Using merge, we must join both dataframes usinga common column.

In [None]:
# Lets add more details to our bio_data2 dataset by create a new one.



course_data = {
    'Course_Track': ['Data Science', 'Web Dev', 'Cybersecurity', 'AI', 'Cloud Computing'],
    'Duration': ['8 months', '4 months', '5 months', '7 months', '6 months'],
    'Fee': [600000, 350000, 450000, 550000, 500000]
}
course_df = pd.DataFrame(course_data)

# both bio_data2 and course_data have "Course_Track" in common

# Merge the two DataFrames on Course_Track (inner join by default)
merged_df = pd.merge(bio_data2, course_df, on='Course_Track')
print("Merged DataFrame (Inner Join on Course_Track):")
merged_df.head()

In [None]:
# Left join: keep all rows from df
left_joined = pd.merge(bio_data2, course_df, on='Course_Track', how='left')
print("Left Joined DataFrame:")
left_joined.head()

#Observe the output, it seems to be the same with the one above

____________________________________________________
**Hands On Practice**

Try out both right and outer join. Ensure to observe the output and note anything thats seems usual or unusual.
___________________________________________________

There is also another function called .join() method;

```c
.join()
```
This method comes handy when you want to join usinh index. It a convinient way to combine DataFrames that share a common index.

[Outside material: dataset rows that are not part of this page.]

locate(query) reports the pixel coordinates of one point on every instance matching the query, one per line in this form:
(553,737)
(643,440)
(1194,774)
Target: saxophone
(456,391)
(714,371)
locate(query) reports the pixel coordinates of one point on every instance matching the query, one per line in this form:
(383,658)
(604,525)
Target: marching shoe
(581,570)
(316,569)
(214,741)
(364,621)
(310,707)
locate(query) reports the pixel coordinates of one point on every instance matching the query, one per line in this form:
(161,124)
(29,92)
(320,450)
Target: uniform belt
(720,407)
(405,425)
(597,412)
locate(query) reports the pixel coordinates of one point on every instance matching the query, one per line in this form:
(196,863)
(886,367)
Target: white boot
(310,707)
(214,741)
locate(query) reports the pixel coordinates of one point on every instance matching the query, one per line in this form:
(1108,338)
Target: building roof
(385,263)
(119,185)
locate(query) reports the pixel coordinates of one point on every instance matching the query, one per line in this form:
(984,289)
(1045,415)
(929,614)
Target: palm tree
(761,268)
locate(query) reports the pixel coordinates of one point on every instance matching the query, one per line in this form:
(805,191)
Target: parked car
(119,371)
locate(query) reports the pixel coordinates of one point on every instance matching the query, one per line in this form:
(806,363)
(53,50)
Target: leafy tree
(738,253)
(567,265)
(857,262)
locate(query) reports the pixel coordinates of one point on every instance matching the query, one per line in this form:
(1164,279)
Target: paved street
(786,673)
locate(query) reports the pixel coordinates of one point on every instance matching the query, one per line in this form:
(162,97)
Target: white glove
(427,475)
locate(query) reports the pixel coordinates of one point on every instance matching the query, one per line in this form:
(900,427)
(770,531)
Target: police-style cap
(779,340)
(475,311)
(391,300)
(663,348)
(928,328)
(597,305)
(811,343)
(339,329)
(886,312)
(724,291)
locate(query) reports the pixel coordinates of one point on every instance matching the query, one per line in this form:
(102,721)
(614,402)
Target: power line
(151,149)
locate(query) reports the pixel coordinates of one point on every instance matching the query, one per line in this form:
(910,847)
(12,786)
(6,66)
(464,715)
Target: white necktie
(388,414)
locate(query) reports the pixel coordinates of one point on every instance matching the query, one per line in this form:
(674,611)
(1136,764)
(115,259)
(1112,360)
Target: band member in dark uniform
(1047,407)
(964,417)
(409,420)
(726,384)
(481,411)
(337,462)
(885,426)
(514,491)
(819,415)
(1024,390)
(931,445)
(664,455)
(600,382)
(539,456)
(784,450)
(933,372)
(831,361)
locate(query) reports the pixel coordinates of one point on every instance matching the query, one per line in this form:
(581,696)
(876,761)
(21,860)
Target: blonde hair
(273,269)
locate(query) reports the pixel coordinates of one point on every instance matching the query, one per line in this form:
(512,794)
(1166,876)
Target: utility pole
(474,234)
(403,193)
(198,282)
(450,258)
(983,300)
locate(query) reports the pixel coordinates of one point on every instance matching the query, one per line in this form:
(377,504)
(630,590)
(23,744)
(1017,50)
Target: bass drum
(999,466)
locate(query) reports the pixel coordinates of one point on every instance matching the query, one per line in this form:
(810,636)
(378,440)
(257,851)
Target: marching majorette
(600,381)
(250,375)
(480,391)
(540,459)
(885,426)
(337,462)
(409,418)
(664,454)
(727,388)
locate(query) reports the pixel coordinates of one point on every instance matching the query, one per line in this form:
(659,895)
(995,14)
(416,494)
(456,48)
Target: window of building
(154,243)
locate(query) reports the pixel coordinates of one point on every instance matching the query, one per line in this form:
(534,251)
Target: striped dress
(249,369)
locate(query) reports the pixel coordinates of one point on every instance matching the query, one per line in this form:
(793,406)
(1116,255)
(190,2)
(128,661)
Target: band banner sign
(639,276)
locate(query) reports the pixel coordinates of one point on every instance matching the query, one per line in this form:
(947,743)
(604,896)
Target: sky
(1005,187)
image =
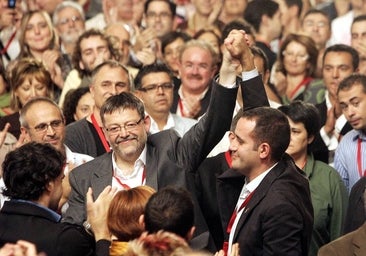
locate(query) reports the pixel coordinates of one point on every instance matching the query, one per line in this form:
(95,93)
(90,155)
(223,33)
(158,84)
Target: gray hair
(63,5)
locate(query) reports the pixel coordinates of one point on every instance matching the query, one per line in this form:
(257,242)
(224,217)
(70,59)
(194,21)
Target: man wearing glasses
(154,86)
(42,121)
(164,158)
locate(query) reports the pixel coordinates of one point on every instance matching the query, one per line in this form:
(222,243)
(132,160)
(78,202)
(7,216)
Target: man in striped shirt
(350,156)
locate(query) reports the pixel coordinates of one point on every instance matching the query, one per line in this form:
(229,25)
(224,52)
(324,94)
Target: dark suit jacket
(278,219)
(171,160)
(352,244)
(356,214)
(21,220)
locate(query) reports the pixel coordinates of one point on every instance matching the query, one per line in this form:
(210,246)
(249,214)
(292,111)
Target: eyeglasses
(301,57)
(42,127)
(74,19)
(155,87)
(130,126)
(162,15)
(320,24)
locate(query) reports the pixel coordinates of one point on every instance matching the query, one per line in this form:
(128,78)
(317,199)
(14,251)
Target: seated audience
(78,104)
(123,220)
(28,79)
(328,193)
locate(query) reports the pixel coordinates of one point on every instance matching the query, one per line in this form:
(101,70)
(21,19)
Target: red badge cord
(100,133)
(359,158)
(125,186)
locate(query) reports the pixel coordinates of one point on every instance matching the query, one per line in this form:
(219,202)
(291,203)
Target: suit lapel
(103,176)
(260,192)
(151,166)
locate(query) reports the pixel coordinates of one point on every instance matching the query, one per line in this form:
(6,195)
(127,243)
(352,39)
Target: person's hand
(49,59)
(236,55)
(21,248)
(3,134)
(234,251)
(216,10)
(330,122)
(97,212)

Lets create a new dataset and try joining it with ouir existing dataset

In [None]:
# Create a city DataFrame with details for each unique city in your bio dataset
city_data = {
    'City': ['Lagos', 'Abuja', 'Ibadan', 'Enugu', 'Kano', 'Benin', 'Port Harcourt', 'Abeokuta', 'Jos', 'Calabar', 'Onitsha'],
    'Population': [14000000, 3000000, 5000000, 4000000, 3500000, 2000000, 2500000, 800000, 600000, 500000, 900000],
    'Region': ['South West', 'Federal Capital Territory', 'South West', 'South East', 'North West',
               'South South', 'South South', 'South West', 'North Central', 'South South', 'South East']
}

city_df = pd.DataFrame(city_data)

# Lets set index for the dataset before joining
df_indexed = city_df.set_index("City")

In [None]:
# Lets join this with merged_df

joined_df = df_indexed.join(merged_df, how='left')
print("Joined DataFrame using .join():")
joined_df.head()

# Ensure to note the output

**End of class Assignment**

1. https://www.openml.org/data/download/1586202/phpr1uf8O
2. https://www.openml.org/data/download/29/dataset_29_credit-a.arff
3. https://www.openml.org/data/download/1595261/phpMawTba
4. https://drive.google.com/file/d/11cmclsGbfidJ-ETq5bEK302wK5TyUa8C/view?usp=drive_link

Download any two of the dataset above. Apply what you have learnt so far on the dataset. If you are curious and wishes to explore, you can go overboard.